OpenAI just published the playbook for how its models decide what to say and what to refuse.
The Summary
- OpenAI released detailed documentation on its Model Spec, the framework governing how ChatGPT and other models behave in the wild
- This is the constitution for AI decision-making: what gets answered, what gets blocked, and who gets to decide
- The real story is accountability architecture. As models gain agency, the rules hardwiring their behavior become infrastructure, not just policy.
The Signal
The Model Spec is OpenAI's attempt to make explicit what has been implicit: the decision tree that determines when a model helps you and when it lectures you. It covers refusals (when models say no), style defaults (how formal or casual responses skew), and what OpenAI calls "conflicting objectives," the impossible balance between being helpful and being safe.
This matters because models are becoming agents.

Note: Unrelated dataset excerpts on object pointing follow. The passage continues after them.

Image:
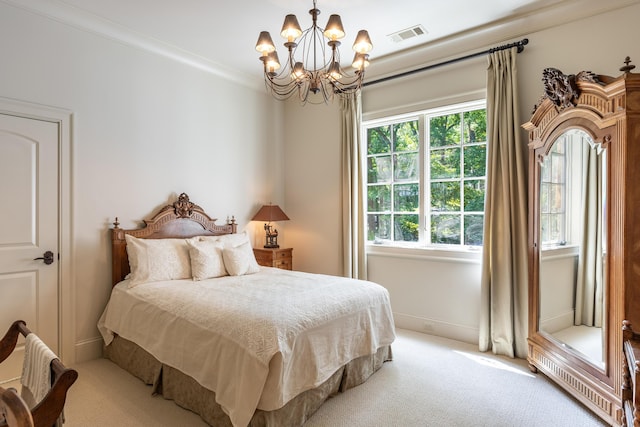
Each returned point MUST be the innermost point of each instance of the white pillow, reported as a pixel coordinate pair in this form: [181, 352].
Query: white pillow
[227, 240]
[206, 259]
[240, 260]
[152, 260]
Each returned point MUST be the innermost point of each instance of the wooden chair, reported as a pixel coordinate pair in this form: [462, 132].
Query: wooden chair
[47, 411]
[14, 410]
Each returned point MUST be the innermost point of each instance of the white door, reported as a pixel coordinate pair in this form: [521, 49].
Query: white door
[28, 228]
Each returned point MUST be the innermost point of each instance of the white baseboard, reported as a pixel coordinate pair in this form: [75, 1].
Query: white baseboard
[437, 327]
[89, 349]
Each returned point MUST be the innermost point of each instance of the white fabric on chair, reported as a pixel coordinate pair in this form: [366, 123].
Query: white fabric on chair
[36, 370]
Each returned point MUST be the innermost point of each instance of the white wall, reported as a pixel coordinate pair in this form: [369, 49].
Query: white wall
[145, 128]
[427, 294]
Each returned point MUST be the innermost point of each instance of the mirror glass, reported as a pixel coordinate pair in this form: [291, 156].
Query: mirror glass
[573, 253]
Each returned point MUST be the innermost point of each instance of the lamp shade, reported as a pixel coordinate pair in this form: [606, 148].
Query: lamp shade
[270, 213]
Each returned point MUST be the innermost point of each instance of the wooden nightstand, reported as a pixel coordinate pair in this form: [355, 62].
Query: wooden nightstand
[279, 258]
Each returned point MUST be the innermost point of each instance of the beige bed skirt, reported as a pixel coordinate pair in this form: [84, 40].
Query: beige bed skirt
[188, 393]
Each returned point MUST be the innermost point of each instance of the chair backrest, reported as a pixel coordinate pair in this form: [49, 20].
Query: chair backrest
[49, 409]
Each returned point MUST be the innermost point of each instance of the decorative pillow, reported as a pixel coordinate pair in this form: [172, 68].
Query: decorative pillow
[206, 259]
[240, 260]
[152, 260]
[227, 240]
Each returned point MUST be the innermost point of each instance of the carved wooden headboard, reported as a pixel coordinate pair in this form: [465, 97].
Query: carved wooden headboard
[182, 219]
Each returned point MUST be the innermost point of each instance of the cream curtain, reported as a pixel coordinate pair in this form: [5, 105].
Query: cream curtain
[589, 286]
[504, 289]
[353, 175]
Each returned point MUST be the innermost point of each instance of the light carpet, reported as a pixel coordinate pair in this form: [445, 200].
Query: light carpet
[432, 381]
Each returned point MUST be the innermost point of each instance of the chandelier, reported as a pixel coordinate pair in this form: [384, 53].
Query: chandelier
[317, 68]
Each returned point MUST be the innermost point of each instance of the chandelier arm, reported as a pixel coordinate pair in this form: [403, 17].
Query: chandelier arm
[318, 70]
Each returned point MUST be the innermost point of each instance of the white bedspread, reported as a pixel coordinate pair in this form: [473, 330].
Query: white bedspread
[256, 340]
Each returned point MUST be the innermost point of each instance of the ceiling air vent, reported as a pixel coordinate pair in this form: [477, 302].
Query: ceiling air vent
[409, 33]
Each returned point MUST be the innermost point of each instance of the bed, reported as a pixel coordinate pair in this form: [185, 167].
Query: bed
[192, 313]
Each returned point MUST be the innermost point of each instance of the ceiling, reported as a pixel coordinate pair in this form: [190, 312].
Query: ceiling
[221, 35]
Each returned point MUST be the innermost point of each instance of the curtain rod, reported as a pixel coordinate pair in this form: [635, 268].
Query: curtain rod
[520, 45]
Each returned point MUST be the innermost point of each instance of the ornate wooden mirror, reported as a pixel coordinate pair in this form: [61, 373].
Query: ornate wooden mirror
[572, 245]
[583, 135]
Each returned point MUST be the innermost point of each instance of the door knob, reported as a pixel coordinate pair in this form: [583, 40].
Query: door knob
[47, 257]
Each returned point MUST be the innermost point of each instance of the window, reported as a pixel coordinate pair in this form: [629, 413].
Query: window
[426, 177]
[553, 185]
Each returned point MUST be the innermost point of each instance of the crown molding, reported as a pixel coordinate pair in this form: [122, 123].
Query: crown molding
[77, 18]
[496, 33]
[435, 51]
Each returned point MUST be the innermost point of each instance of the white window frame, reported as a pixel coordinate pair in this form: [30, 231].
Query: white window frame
[421, 116]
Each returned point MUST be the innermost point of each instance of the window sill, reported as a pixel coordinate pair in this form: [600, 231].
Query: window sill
[448, 254]
[557, 251]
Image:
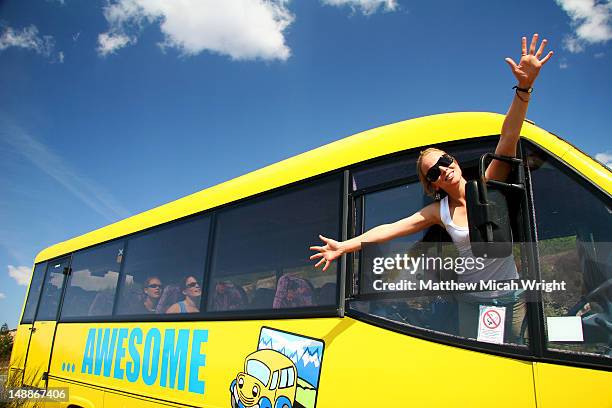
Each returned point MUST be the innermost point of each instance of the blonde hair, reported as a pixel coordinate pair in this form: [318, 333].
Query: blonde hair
[427, 186]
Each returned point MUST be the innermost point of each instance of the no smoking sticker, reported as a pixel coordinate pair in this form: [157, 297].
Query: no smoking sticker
[491, 324]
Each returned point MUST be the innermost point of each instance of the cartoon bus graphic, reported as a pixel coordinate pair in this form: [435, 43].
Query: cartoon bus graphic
[283, 373]
[268, 380]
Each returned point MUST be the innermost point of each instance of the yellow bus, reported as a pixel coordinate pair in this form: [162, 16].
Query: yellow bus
[170, 307]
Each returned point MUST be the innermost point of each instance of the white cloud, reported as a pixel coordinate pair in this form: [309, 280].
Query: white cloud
[573, 44]
[20, 273]
[27, 38]
[605, 158]
[87, 191]
[591, 21]
[240, 29]
[366, 6]
[109, 43]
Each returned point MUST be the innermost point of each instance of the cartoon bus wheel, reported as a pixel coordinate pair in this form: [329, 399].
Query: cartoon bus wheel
[269, 380]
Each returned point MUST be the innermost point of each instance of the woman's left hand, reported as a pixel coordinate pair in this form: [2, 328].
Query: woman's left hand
[530, 63]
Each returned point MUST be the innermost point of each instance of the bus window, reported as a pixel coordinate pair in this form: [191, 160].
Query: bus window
[450, 313]
[260, 259]
[52, 289]
[93, 281]
[164, 269]
[574, 228]
[34, 293]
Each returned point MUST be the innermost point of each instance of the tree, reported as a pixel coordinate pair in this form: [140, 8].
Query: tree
[6, 342]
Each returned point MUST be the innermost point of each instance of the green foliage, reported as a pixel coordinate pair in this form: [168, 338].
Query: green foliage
[6, 342]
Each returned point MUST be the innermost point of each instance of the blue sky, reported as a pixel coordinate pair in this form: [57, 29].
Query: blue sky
[111, 108]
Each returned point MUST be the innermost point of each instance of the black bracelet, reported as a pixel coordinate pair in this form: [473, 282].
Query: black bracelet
[528, 91]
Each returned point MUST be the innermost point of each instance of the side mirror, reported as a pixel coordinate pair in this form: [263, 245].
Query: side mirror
[487, 211]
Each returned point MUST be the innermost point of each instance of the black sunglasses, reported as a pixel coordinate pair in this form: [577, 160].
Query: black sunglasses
[434, 171]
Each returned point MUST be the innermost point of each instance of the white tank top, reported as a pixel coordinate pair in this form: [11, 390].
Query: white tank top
[494, 268]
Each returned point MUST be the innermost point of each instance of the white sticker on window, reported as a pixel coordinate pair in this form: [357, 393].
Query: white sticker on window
[565, 328]
[491, 324]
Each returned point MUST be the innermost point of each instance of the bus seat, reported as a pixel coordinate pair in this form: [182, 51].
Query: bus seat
[170, 295]
[326, 294]
[293, 292]
[228, 296]
[263, 299]
[101, 305]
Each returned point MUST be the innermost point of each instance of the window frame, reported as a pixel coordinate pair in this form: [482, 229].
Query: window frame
[335, 310]
[524, 352]
[543, 352]
[23, 320]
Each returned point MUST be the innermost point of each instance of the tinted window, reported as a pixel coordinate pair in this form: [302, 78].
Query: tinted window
[93, 281]
[164, 269]
[403, 166]
[261, 250]
[447, 312]
[34, 293]
[574, 227]
[52, 289]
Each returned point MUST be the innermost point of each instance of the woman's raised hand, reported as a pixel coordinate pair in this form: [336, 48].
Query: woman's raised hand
[332, 250]
[530, 63]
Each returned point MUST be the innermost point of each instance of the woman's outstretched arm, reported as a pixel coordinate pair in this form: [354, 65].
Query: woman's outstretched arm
[418, 221]
[525, 72]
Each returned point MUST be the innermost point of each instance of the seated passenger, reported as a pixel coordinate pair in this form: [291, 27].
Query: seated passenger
[193, 294]
[228, 297]
[152, 290]
[292, 292]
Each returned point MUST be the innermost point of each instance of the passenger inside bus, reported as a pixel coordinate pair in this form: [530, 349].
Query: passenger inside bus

When your AI just answered questions, vague guidelines were fine. When it's booking flights, managing your calendar, and negotiating on your behalf, the governing rules become critical infrastructure. The Model Spec is OpenAI saying: here's what we hardwired, here's why, and here's how we'll update it.
The framework prioritizes developer and user intent over OpenAI's preferences, except when safety is at stake. That exception is doing heavy lifting. In practice, it means if you ask a model to be more direct or skip the safety preambles, it should comply, unless the request trips hardcoded safety rails. The Spec also introduces explicit rules about following laws (models default to obeying the law of the user's jurisdiction) and respecting social norms (models adapt based on context).
What's most telling is the public commitment to iteration. OpenAI positions this as a living document, updated as models evolve and edge cases emerge. That's critical, because today's polite refusal to help with a legal but controversial request might look absurd in 18 months when competitor models have no such guardrails.
The Implication
If you're building on OpenAI's APIs, the Model Spec is now your compliance map. Know where the rails are. If you're in the agent economy, watch how other model providers respond. This is OpenAI staking out territory on values alignment, and the industry will either converge or fragment around competing specs. For users, this is a preview of the governance layer that will sit underneath the agent economy. You want models that follow your intent. You also want to know where they won't. The Spec makes both legible.